Pittsburgh Ballet Theatre concluded its 45th season with a spectacular production of “La Bayadere,” a 19th-century Russian ballet with the potential to showcase all the aspects of a major ballet company.
“La Bayadere” was created in 1876-77 by Marius Petipa, chief choreographer at the Russian Imperial Ballet and sometimes called the father of classical ballet.
The piece is set in ancient India, the context for the love between Nikiya, a temple dancer or bayadere, and Solor, a warrior. The striking sets and beautiful costumes seen at the Benedum Center, Downtown, run with the exotic locale.
Pittsburgh Ballet’s production is by artistic director Terrence Orr, whose dramatic decisions sought to create clarity in a story that grows complicated in its details.
“La Bayadere” opens expansively. There are three main sections in each of the two scenes in Act 1. Those who took the time to read the synopsis in the program were amply rewarded.
The depth of talent in Pittsburgh Ballet’s roster of dancers permitted it to offer a different cast for this technically challenging piece at each of the four performances in the run.
The ballet opens at a sacred temple in a forest with a hunting party led by Solor, who was performed with memorable athleticism by Alejandro Diaz on the afternoon of April 18. His turns, leaps and mid-air leg work consumed the stage. Ruslan Mukhambetkaliyev created a vivid portrait of Magedaveya, a fakir and Solor’s loyal friend.

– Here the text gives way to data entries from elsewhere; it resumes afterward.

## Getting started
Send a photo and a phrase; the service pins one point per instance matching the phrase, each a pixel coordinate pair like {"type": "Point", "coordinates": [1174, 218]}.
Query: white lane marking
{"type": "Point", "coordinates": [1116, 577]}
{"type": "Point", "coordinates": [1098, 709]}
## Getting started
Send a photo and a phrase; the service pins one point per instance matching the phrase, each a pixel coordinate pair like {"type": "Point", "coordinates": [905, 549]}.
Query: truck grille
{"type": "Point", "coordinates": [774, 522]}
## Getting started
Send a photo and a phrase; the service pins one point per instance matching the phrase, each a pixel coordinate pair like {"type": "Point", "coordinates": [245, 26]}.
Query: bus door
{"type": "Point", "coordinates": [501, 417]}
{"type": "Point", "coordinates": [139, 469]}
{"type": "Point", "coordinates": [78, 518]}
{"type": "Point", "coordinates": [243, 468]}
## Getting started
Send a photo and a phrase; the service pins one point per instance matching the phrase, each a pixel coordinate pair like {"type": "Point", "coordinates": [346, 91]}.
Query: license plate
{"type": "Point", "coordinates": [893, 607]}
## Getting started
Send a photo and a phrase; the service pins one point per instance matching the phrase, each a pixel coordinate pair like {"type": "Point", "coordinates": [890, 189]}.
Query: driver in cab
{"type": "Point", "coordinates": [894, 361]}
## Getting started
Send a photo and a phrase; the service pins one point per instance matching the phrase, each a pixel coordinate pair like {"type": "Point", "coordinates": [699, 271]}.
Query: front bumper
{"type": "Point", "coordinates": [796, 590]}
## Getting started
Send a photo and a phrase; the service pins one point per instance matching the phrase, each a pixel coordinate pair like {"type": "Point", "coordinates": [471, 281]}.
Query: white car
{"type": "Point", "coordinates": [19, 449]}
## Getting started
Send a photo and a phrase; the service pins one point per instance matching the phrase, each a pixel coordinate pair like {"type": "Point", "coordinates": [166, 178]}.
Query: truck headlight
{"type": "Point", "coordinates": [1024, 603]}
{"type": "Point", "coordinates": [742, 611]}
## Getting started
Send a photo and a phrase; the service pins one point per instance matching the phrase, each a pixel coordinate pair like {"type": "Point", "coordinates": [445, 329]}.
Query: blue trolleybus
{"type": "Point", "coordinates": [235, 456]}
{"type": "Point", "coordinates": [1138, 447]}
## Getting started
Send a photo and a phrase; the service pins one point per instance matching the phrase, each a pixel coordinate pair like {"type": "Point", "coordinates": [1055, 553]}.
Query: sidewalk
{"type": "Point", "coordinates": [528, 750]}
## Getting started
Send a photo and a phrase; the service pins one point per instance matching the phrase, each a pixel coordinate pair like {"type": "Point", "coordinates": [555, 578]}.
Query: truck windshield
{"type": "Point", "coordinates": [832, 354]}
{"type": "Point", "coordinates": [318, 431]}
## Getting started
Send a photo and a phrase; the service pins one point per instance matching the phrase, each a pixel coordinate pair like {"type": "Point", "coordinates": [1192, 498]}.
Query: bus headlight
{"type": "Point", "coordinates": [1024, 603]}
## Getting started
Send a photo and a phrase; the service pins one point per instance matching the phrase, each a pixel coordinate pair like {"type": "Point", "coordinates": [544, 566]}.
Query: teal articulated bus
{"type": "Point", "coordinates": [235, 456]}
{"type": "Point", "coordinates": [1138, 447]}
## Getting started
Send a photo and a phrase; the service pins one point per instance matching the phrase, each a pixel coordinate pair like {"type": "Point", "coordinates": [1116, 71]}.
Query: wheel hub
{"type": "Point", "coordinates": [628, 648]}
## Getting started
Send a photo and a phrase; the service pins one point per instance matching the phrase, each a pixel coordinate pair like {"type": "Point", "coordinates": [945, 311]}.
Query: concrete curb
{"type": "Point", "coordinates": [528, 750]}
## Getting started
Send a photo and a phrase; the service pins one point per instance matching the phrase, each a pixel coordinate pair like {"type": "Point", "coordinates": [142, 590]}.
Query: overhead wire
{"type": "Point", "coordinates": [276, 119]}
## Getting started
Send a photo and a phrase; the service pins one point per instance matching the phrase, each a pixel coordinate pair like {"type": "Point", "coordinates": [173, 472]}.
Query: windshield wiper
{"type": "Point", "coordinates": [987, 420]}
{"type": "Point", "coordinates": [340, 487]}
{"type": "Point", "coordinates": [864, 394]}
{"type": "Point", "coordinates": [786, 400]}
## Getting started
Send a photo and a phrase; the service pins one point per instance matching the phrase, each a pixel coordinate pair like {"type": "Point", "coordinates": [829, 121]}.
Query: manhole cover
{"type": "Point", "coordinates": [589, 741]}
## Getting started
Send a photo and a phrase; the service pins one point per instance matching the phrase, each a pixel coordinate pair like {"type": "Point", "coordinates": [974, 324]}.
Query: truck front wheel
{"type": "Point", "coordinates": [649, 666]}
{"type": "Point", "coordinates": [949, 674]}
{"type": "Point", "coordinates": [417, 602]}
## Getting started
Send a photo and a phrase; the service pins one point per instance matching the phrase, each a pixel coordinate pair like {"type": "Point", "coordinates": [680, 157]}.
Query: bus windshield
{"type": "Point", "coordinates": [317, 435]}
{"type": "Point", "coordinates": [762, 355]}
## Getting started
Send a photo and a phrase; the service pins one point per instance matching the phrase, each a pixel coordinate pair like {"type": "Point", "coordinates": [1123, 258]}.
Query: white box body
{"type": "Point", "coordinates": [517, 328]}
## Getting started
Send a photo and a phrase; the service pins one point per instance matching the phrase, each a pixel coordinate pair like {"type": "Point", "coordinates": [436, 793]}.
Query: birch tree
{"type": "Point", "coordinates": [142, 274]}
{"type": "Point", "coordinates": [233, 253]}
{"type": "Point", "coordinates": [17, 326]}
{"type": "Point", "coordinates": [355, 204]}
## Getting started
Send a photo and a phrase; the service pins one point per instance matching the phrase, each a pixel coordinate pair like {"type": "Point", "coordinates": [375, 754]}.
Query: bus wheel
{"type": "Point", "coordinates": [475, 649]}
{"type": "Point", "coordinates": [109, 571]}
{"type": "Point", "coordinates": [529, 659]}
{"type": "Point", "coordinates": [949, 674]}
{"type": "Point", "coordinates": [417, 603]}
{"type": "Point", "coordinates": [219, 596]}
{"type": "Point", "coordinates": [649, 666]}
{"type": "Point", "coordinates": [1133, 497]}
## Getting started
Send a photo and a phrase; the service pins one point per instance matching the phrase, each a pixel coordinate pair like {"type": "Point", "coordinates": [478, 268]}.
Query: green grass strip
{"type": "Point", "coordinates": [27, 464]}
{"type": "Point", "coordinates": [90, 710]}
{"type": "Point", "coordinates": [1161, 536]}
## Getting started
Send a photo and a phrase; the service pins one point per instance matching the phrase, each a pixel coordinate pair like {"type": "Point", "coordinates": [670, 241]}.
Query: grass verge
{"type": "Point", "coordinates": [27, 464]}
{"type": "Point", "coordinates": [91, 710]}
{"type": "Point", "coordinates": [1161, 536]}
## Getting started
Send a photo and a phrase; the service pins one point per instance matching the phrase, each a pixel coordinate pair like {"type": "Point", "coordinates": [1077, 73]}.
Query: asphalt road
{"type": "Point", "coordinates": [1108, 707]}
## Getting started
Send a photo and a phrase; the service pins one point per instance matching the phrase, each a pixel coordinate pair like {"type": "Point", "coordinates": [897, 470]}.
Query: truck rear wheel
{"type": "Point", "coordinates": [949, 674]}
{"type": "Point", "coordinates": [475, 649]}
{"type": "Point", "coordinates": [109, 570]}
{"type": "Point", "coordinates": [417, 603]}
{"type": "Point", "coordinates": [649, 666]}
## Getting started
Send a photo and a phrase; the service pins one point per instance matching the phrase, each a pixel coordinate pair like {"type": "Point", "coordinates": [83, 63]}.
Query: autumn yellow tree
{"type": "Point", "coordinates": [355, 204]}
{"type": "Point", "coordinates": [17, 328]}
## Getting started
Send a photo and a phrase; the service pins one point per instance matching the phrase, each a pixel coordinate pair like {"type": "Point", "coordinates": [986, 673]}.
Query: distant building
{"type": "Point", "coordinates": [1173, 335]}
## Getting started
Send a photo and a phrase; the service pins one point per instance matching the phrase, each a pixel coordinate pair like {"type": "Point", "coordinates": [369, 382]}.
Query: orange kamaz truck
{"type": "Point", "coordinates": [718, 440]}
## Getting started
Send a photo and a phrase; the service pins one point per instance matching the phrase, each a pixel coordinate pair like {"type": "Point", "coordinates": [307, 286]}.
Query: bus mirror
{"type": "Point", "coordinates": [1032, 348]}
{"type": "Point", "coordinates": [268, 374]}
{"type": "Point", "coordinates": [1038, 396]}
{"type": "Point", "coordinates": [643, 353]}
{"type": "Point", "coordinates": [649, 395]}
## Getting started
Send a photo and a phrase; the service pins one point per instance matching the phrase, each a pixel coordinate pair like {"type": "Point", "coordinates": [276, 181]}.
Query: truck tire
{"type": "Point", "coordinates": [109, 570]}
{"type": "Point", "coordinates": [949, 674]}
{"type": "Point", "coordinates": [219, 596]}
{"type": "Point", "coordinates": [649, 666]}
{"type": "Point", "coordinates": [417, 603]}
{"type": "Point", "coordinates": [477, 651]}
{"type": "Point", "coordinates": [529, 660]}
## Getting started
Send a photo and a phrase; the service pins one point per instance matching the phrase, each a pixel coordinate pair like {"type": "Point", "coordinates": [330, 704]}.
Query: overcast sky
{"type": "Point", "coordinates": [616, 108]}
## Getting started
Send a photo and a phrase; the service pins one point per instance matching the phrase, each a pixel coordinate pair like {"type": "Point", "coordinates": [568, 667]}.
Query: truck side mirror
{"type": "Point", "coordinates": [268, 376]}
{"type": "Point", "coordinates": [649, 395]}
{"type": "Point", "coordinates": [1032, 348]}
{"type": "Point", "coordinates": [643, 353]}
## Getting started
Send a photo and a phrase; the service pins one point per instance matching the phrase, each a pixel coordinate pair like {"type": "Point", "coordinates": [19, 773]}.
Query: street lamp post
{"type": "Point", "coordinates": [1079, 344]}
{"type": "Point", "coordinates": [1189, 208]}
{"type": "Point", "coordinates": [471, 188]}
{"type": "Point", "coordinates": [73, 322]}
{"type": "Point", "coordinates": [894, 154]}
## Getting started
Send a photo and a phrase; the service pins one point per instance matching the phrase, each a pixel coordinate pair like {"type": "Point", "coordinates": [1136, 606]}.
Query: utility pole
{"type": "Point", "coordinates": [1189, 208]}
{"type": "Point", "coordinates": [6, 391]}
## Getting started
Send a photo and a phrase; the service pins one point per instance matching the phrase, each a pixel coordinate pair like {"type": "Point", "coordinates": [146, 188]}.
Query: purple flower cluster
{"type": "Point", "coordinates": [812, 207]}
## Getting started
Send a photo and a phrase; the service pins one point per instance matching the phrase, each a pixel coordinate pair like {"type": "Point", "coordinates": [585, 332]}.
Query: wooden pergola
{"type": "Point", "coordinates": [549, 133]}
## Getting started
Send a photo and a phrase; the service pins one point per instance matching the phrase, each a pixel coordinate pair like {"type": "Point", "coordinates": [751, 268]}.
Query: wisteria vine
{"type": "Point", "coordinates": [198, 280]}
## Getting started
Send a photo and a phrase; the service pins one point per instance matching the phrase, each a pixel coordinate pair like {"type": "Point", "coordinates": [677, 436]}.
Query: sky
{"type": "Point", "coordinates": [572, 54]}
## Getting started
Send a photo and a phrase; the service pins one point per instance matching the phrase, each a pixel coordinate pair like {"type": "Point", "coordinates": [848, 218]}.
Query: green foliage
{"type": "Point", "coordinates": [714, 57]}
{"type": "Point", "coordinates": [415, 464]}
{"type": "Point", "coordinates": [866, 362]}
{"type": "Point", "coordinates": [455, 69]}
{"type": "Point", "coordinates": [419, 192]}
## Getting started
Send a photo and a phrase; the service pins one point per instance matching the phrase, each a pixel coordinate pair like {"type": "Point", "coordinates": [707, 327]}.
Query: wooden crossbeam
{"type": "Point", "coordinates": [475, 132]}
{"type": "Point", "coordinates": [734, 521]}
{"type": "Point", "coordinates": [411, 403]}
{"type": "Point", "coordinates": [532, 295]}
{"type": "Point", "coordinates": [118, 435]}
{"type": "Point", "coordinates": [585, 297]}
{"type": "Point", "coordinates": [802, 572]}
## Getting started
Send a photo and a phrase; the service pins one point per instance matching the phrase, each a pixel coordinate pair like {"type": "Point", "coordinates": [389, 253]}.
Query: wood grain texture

Nikiya is a role with more dimension than Solor, and was performed with remarkable dramatic accents and sterling technique by Julia Erickson. After she rebuffed the inappropriate advances of the High Priest, well played by Andres Reyes, in the second part of the first scene, Erickson reached one of her many high points in “La Bayadere” at the end of the first scene in which Nikiya and Solor consecrate their love.
The second scene takes place at the Radjah’s palace, where he shows his daughter Gamzatti a portrait of the man chosen to be her husband, Solor. Gamzatti was performed with passionate intensity by Elysa Hotchkiss. The first act’s second scene concludes with Nikiya and Gamzatti in open conflict, very well staged in this production.
After a needed intermission, Act 2 is tauter. It is the wedding of Gamzatti and Solor and features festive dancing. Nikiya is required to dance for the couple, a cruel moment transformed by Erickson’s expressive dancing. Then, Nikiya is fatally poisoned.
The ballet turns supernatural in the final act, which opens in the Temple of the Golden Idol. Solor is conflicted about his marriage and his sacred vow of love to Nikiya. Masahiro Haneji danced in full body makeup with frightening angularity as the Golden Idol, displeased over Nikiya’s death.
Solor retreats in despair to his quarters, where he smokes opium and dreams.
The final scene is the ballet’s most famous, set in The Kingdom of the Shades. Nikiya is among the spirits of bayaderes who descend with precise, repeated movements to earth. They are in rows four deep in an exquisite design. Saturday, the dancers were perfectly aligned, so that if you looked at the four dancers straight ahead as they extended their arms and legs, the image was akin to one of the multi-limbed Indian sculptures — except in motion.
Nikiya and Solor dance joyously, offering plenty of seized opportunities for Erickson and Diaz to impress, before ascending the staircase to heaven.
Charles Barker and the Pittsburgh Ballet Theatre Orchestra made the most of the original music by Ludwig Minkus, performing with irresistible style. The music’s weight isn’t much different from Johann Strauss Jr.’s, though without the Viennese composer’s genius for melody and orchestration.